American businessman (c. 1877–1951)

William Leavitt Brann (c. 1877 – April 11, 1951) was an American businessman and Thoroughbred racehorse owner and breeder.

Born in Washington, Indiana, William Brann graduated from Indiana University Bloomington and moved to New York City where he founded the W. L. Brann Advertising Agency, serving national clients such as Montgomery Ward.

==Thoroughbred racing==
In partnership with Robert Stanley Castle, William Brann owned Branncastle Farm in Walkersville in Frederick County, Maryland. Among the successful horses they bred was Challedon, the 1939 and 1940 American Horse of the Year and a U.S. Racing Hall of Fame inductee. Challedon became the first Maryland-bred and Maryland-owned winner of Maryland's Preakness Stakes since Cloverbrook in 1877. Robert Castle's health problems, that led to his death in May 1948, saw him give up racing and William Brann then operated under the name Glade Valley Farm.

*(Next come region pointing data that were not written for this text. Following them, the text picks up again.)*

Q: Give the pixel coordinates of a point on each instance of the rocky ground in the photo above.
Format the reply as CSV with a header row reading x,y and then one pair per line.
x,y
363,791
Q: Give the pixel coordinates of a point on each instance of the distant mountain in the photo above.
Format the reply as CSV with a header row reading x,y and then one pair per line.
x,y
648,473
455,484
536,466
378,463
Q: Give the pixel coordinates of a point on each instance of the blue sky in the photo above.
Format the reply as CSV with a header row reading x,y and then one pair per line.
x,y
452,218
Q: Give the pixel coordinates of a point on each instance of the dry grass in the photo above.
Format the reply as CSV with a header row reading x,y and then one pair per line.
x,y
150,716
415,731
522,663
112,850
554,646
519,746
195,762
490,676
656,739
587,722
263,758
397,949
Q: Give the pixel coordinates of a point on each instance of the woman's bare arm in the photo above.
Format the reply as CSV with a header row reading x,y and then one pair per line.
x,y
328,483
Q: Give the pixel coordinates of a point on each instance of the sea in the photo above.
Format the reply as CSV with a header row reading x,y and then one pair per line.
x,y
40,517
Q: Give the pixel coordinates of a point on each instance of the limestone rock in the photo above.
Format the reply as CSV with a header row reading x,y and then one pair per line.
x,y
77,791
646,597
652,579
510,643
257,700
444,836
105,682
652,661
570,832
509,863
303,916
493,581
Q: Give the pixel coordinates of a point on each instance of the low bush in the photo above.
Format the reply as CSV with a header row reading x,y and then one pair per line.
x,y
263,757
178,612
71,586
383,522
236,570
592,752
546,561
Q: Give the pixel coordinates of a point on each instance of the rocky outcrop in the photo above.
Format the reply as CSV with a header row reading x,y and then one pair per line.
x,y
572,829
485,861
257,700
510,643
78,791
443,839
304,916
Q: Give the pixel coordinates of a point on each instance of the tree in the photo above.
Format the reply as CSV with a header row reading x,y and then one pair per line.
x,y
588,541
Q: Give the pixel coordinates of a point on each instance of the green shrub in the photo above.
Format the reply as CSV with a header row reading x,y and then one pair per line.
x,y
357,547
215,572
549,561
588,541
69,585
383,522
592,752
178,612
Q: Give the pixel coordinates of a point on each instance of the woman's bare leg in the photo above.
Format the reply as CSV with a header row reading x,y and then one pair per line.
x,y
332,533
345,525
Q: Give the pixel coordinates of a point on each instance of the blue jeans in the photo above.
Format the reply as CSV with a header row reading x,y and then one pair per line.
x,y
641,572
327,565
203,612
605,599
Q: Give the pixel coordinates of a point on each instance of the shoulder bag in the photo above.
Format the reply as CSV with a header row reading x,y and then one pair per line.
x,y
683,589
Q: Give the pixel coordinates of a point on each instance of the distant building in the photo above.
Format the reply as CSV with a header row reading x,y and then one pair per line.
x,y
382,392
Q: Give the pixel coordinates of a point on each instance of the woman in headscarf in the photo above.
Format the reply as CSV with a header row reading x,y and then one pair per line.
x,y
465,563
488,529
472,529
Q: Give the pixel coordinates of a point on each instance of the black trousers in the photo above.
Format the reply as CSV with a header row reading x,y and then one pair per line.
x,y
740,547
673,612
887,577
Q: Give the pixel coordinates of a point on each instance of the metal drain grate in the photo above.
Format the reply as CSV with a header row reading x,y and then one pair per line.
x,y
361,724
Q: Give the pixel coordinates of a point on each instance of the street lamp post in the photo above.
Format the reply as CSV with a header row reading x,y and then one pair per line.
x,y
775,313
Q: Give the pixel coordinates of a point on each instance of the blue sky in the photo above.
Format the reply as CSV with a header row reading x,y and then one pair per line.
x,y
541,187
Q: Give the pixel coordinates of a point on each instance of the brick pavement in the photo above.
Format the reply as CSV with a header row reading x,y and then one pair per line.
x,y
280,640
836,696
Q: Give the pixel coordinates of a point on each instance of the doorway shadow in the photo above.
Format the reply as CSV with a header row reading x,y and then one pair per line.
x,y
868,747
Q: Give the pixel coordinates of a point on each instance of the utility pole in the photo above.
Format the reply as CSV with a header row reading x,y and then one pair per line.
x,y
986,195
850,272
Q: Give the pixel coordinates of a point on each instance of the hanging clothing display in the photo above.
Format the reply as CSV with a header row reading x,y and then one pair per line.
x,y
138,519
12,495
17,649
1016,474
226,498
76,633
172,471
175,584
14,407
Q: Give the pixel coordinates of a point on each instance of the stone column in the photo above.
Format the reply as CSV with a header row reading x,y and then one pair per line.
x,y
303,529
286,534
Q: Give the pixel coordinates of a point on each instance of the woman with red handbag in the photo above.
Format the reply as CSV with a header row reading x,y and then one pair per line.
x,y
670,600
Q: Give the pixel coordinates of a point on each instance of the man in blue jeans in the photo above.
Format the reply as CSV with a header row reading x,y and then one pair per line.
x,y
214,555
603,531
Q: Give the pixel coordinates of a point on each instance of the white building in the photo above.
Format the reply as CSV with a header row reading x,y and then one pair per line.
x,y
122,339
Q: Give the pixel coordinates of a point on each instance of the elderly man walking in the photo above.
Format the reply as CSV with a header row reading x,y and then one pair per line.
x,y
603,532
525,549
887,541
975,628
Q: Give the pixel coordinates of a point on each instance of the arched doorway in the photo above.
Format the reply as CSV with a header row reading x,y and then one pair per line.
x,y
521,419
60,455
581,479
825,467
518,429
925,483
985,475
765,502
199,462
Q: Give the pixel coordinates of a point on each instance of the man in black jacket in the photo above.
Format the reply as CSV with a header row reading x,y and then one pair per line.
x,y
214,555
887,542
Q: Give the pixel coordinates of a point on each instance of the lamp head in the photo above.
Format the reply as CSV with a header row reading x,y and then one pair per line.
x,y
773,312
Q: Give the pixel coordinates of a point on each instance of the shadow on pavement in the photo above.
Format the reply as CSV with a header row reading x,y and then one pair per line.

William Brann also owned Gallorette whom he raced with great success in 1945 through 1948. Ranked as one of the top three mares in American racing during the 20th century, Gallorette was the 1946 American Champion Older Female Horse and was also inducted in the U.S. Racing Hall of Fame. Brann owned a large number of runners during his years in racing including Escadru, Pictor, Vincentive, and Legendra. Trainers who conditioned his horses included Don Cameron, Edward Christmas, and Louis Schaefer.

Willam and Mabel Brann maintained a winter home in Boynton Beach, Florida where he died in 1951 at the age of seventy-three.